The fact that she unlocked the doors to Seattle City Hall, closed to the public during the “Stay Home, Stay Safe” order, to allow protesters in was one of the charges of malfeasance, misfeasance or violation of oath of office, which are requirements for recall in Washington. Other charges include leading a protest to the front of Mayor Jenny Durkan’s home, a location recall organizers contend Sawant knew as protected under confidentiality laws.
Unlike some states where a recall effort needs only a general dislike of the officeholder and a certain number of signatures to make the ballot, Washington has certain standards. A trial court must determine the charges put before voters are factually and legally sufficient for voters to conclude malfeasance, misfeasance or oath violation. Because most elected officials don’t go quietly, trial court rulings are often appealed to the Supreme Court.
Durkan herself was the target of a recall effort last year over her handling of the summer protests in Seattle, but the high court dismissed that petition in December as not meeting state recall standards. The mayor might have been subject to recall if she had failed to act, but wasn’t just because petition sponsors were dissatisfied with the actions she took that were within her discretion, the court said.
In last Thursday’s ruling, Justice Barbara Madsen drew a distinction between Fortney and Sawant, saying unlike a sheriff, a councilwoman has no duty to enforce the law. A councilwoman also has the discretion to admit members of the public to city hall for a valid city purpose in ordinary times, the justice wrote, but these aren’t ordinary times and they weren’t coming in for a valid city purpose. Sawant knew the building was closed because she had voted to have the council meet remotely, and her explanation that opening city hall was “essential that the power and uprising evident in the streets be seen in the halls of power” wasn’t a valid city purpose, Madsen said.
Voters have the right to decide whether letting the protesters in was an act of organizing her discretion “in a manifestly unreasonable manner or exercised for untenable reasons.”
They also have the right to decide whether Sawant should be removed for leading a protest march to Durkan’s house, revealing an address that’s protected under the state confidentiality program because of her former job as U.S. district attorney. Sawant said she didn’t lead the march but merely spoke at it, and didn’t know Durkan’s address. Recall supporters contended the councilwoman stood in front of the march and it would be a “remarkable coincidence” that the protest wound up in front of the one home in Seattle belonging to the mayor.
Madsen pointed out it’s up to voters, not the court, to determine what’s true. The justice doubted the protest wound up there as a coincidence and, based on the allegations, voters could conclude Sawant did organize the protest, intended to protest at the mayor’s home and went there to deliver a message.

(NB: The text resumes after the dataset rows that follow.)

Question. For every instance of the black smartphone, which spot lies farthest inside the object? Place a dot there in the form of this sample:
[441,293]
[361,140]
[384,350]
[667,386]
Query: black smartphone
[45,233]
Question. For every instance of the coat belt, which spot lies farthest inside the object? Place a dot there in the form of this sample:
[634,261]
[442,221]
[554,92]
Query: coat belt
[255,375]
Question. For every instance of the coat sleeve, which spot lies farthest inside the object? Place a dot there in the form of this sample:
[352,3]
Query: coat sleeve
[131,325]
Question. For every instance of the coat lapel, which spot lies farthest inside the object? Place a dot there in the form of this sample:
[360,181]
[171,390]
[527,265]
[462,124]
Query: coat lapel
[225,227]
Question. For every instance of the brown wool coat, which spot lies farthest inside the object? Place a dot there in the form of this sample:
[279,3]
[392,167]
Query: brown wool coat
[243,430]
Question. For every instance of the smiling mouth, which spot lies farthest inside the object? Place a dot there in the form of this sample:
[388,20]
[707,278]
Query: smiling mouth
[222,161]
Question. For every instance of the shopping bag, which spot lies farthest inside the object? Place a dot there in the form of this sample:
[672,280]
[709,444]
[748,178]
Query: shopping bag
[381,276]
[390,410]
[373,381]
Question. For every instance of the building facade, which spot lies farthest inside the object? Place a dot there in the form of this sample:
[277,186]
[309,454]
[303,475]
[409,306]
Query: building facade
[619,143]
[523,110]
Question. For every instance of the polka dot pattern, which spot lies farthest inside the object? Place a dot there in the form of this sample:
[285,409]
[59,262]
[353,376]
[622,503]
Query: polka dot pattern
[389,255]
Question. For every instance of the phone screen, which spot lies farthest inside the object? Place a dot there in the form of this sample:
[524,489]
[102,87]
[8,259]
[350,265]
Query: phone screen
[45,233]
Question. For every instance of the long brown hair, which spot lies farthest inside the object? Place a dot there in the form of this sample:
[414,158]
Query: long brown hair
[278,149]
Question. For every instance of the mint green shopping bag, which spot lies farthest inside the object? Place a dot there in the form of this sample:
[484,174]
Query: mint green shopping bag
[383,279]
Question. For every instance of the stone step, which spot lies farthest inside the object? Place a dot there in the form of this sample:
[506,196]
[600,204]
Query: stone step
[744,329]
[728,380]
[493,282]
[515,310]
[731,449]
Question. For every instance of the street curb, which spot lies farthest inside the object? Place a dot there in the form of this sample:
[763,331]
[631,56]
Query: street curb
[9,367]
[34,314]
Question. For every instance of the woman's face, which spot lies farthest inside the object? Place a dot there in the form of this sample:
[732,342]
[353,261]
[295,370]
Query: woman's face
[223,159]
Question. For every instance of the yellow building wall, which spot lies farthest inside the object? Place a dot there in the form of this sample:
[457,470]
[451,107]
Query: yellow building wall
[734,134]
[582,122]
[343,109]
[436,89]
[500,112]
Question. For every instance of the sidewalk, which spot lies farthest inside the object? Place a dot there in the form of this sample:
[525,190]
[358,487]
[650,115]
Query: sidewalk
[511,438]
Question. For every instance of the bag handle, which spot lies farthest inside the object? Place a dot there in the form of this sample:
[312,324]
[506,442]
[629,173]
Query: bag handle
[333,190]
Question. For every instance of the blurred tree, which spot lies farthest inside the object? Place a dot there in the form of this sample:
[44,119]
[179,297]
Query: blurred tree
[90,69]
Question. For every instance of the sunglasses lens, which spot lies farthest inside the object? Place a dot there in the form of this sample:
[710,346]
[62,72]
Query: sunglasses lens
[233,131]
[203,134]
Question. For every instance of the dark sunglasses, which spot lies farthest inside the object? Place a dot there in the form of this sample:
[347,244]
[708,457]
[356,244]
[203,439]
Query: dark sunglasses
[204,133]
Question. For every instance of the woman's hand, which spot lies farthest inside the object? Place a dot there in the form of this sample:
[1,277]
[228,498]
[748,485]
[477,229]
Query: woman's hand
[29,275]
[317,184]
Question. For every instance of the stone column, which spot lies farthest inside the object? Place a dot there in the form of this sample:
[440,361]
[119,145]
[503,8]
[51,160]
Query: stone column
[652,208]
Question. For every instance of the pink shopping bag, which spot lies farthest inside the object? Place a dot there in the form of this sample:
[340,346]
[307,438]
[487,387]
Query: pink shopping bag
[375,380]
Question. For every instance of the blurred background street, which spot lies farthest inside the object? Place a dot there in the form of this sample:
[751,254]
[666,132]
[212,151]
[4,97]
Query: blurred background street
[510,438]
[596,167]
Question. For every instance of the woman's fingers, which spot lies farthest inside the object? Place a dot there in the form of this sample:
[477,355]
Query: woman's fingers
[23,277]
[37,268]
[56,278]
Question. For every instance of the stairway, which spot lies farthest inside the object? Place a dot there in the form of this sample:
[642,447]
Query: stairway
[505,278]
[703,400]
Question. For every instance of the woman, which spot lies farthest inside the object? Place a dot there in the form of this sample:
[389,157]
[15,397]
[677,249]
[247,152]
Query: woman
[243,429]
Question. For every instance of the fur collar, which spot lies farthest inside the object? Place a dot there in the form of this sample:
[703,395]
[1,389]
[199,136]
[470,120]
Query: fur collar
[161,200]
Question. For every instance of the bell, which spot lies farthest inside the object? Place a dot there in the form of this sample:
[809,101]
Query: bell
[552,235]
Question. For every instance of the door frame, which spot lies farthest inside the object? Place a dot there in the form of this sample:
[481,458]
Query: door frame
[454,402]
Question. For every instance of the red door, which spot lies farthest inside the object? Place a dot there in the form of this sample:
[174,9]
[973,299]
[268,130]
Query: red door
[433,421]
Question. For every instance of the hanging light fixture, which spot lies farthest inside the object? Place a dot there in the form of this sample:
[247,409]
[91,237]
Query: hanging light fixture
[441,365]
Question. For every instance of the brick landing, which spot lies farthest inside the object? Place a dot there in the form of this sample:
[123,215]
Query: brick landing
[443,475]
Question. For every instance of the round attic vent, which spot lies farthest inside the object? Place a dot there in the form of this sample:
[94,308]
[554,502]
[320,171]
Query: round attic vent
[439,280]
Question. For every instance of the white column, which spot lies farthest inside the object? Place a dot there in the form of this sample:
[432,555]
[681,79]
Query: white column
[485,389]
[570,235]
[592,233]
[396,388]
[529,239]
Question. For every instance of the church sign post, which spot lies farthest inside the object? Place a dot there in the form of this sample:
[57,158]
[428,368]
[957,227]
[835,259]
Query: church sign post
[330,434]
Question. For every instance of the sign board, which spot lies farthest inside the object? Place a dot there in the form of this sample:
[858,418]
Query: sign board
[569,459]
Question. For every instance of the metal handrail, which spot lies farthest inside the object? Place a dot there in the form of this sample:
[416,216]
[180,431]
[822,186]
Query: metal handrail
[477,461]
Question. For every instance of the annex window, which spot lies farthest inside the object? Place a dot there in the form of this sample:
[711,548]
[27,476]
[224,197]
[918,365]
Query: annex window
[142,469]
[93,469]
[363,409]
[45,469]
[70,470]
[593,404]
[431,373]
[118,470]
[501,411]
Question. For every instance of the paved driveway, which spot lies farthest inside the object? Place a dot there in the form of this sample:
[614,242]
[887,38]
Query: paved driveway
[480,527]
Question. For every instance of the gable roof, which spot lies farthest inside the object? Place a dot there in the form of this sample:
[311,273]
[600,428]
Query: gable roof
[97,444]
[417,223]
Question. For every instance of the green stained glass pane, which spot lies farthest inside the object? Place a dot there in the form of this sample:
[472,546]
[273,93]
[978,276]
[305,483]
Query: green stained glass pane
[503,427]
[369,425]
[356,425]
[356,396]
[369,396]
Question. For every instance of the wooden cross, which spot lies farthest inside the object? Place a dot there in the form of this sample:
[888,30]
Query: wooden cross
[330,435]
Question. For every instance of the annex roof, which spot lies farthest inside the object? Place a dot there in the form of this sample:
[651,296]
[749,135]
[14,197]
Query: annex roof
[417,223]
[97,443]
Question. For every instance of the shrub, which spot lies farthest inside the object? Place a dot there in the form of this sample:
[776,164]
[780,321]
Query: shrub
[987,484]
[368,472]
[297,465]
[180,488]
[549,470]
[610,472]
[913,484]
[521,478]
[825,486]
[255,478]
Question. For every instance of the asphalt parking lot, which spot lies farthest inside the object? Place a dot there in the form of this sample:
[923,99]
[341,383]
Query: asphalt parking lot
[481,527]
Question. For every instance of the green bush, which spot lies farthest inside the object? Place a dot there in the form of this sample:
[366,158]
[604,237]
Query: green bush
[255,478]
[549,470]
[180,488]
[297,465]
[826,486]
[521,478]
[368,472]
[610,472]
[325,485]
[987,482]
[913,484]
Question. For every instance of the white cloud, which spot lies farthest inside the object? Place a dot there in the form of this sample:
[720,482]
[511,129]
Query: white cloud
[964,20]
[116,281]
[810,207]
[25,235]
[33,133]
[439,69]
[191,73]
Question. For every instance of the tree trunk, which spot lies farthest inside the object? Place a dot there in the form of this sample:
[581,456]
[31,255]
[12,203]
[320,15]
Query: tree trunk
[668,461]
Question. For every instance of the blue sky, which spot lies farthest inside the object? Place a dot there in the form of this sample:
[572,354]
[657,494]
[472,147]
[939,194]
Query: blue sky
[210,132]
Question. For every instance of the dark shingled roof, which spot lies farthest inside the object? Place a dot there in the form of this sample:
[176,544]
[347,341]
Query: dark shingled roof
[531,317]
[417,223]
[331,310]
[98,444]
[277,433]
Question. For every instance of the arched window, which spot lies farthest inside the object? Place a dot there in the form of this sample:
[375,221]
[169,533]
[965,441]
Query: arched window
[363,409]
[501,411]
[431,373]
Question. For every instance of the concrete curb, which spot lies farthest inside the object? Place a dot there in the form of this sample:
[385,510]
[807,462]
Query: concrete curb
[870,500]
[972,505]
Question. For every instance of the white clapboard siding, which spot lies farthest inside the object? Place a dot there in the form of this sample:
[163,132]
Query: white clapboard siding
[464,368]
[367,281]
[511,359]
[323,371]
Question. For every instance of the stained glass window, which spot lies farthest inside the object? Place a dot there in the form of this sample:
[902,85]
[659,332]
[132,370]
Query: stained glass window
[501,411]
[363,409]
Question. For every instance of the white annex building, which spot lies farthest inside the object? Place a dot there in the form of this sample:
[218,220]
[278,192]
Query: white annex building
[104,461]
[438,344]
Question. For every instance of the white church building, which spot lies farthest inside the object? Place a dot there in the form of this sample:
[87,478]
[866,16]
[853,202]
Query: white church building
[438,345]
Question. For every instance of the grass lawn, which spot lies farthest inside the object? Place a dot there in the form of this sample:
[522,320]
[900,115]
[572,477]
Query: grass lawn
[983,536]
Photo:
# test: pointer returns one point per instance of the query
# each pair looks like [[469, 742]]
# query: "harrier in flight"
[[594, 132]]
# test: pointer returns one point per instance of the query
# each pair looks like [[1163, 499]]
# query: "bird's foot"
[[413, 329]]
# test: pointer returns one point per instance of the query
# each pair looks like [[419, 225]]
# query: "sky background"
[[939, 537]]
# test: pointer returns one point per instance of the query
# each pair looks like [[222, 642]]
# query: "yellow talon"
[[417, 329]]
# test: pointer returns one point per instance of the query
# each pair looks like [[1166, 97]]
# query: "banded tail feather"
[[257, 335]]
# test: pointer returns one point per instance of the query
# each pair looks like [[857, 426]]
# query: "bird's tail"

Just because the court says an official can be recalled for his or her actions, doesn’t mean they will. Organizers now have 180 days to gather the needed 10,700 valid signatures in Sawant’s council district to get the recall petition on the ballot. That’s a tough hill to climb. Despite the court ruling that the Fortney recall effort could go before voters, organizers couldn’t get enough signatures to make the ballot.
But the court’s rulings on what’s a valid reason to make the ballot stand as precedent, regardless of whether a recall gets there.